Date: Wednesday, April 23, 2025 Time: 5:30 - 8:00pm Location: 54-100 | Dixie Lee Bryant Lecture Hall | MIT Campus, Cambridge, MA

In honor of Earth Week, please join us for a thought-provoking evening with Professor Susan Solomon, celebrating her recent book, Solvable: How we healed the Earth, and how we can do it again.

 

5:30 p.m.  |  54-100, the Dixie Lee Bryant (1891) Lecture Hall
Author’s talk and Q+A, moderated by Professor John Fernández, Director of the MIT Environmental Solutions Initiative

6:30 p.m. |  55-Atrium – Tina and Hamid Moghadam Building
Book signing and reception in the Fred A. Middleton (1971) Atrium, Building 55. Limited copies of Professor Solomon’s book will be available for purchase.

 

Registration and live stream information TBA. Please check back soon!

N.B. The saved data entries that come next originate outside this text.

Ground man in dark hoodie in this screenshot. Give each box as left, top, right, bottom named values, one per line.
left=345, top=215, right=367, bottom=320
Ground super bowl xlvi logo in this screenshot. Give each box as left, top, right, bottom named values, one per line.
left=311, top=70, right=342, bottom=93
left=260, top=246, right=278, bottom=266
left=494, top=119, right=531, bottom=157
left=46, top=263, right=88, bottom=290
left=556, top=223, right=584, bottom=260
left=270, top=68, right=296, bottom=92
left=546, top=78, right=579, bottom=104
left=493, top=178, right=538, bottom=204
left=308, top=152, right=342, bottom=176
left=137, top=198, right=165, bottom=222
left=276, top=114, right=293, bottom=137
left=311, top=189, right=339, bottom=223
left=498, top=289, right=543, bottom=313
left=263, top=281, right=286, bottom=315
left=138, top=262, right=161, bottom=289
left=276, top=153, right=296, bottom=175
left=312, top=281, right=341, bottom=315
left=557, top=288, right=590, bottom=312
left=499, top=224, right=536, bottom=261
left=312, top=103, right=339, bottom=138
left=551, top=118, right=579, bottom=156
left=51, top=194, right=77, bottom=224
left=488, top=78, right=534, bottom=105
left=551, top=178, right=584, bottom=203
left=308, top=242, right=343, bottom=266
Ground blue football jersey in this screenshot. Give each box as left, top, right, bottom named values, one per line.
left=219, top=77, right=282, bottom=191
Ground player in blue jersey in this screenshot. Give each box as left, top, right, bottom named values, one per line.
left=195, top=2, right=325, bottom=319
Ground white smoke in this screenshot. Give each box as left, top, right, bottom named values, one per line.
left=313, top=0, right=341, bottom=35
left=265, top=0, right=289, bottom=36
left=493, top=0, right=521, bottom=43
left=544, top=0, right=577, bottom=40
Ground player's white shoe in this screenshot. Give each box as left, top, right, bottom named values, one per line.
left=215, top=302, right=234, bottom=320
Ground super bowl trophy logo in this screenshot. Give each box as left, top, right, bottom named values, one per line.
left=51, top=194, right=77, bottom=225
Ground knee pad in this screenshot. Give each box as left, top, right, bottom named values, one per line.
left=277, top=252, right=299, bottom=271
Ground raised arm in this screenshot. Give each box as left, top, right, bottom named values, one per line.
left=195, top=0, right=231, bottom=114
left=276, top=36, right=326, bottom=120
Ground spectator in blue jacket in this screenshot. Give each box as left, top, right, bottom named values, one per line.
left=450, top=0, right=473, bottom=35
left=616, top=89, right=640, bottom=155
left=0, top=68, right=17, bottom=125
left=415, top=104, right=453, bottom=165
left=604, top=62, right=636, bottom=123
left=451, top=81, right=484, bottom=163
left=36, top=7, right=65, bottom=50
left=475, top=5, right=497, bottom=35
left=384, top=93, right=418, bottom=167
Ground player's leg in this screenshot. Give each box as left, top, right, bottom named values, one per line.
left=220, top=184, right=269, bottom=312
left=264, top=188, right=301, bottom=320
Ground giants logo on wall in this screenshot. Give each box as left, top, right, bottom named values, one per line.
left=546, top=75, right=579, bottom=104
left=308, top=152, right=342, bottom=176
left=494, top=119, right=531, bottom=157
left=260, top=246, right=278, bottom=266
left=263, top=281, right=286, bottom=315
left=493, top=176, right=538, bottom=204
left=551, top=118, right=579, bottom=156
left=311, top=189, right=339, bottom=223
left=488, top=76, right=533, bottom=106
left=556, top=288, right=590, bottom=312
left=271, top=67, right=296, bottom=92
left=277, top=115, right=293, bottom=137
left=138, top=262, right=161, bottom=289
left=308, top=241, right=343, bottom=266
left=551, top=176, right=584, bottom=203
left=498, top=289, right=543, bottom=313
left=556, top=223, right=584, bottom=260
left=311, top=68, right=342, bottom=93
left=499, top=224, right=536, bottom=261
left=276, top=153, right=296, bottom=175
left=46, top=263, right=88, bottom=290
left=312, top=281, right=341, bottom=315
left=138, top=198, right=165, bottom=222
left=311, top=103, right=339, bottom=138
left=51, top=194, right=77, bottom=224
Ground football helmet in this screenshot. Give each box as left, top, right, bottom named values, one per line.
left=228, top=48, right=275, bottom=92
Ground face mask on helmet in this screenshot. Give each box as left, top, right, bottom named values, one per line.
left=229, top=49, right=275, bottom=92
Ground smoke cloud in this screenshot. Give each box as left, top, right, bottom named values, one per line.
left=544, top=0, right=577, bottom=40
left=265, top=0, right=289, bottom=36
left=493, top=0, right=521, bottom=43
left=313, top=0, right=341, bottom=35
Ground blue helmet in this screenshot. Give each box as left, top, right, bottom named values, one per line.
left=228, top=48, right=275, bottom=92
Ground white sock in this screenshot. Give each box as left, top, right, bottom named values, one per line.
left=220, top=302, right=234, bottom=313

Questions? Contact Allison Drovairos

 


About the Book:
We solved planet-threatening problems before, Susan Solomon argues, and we can do it again. Solomon knows firsthand what those solutions entail. She first gained international fame as the leader of an expedition to Antarctica in 1986, making discoveries that were key to healing the damaged ozone layer. She saw a path—from scientific and public awareness to political engagement, international agreement, industry involvement, and edective action. Solomon, an atmospheric scientist and award-winning author, connects this career-defining triumph to the inside stories of other past environmental victories—against ozone depletion, smog, pesticides, and lead in gasoline—to extract the essential elements of what makes change possible.

 


About the Author:
Susan Solomon is the Lee and Geraldine Martin Professor of Environmental Studies at the Massachusetts Institute of Technology, and is the current Chair of the Program in Oceans, Atmospheres and Climate in the Department of Earth, Atmospheric and Planetary Sciences. Prior to coming to MIT and joining the EAPS faculty in 2012, she was a scientist at NOAA in Boulder, Colorado and an adjunct professor at the University of Colorado from 1982-2011 where she first theorized about the cause behind the Antarctic ozone hole. In 1986 and 1987, she served as the Head Project Scientist of the National Ozone Expedition at McMurdo Station, Antarctica, making some of the first measurements that confirmed chlorofluorocarbons (CFCs) as the culprit. This pioneering work is among the foundations for the Montreal Protocol—the landmark treaty limiting global CFC emissions—which, 30 years its signing, became a resounding environmental success story, with Solomon documenting evidence of the ozone hole’s healing in response in work carried out at MIT. In March of 2000, Solomon received the National Medal of Science, the United States’ highest scientific award. A member of the National Academy of Sciences and the American Philosophical Society, Solomon has also earned the highest awards of the American Geophysical Union (the Bowie Medal), the American Meteorological Society (the Rossby Medal), and the Geochemical Society (the Goldschmidt Medal). She also received the Grande Medaille of the Academy of Sciences in Paris for her leadership in ozone and climate science in 2008 and the Crafoord Prize of the Swedish Academy of Sciences in 2018. She served as co-chair of the Fourth Assessment of the Intergovernmental Panel on Climate Change (IPCC, 2007) climate science report, which went on to be recognized with the Nobel Peace Prize. In 2008, she was named one of the year’s 100 most influential people in Time magazine.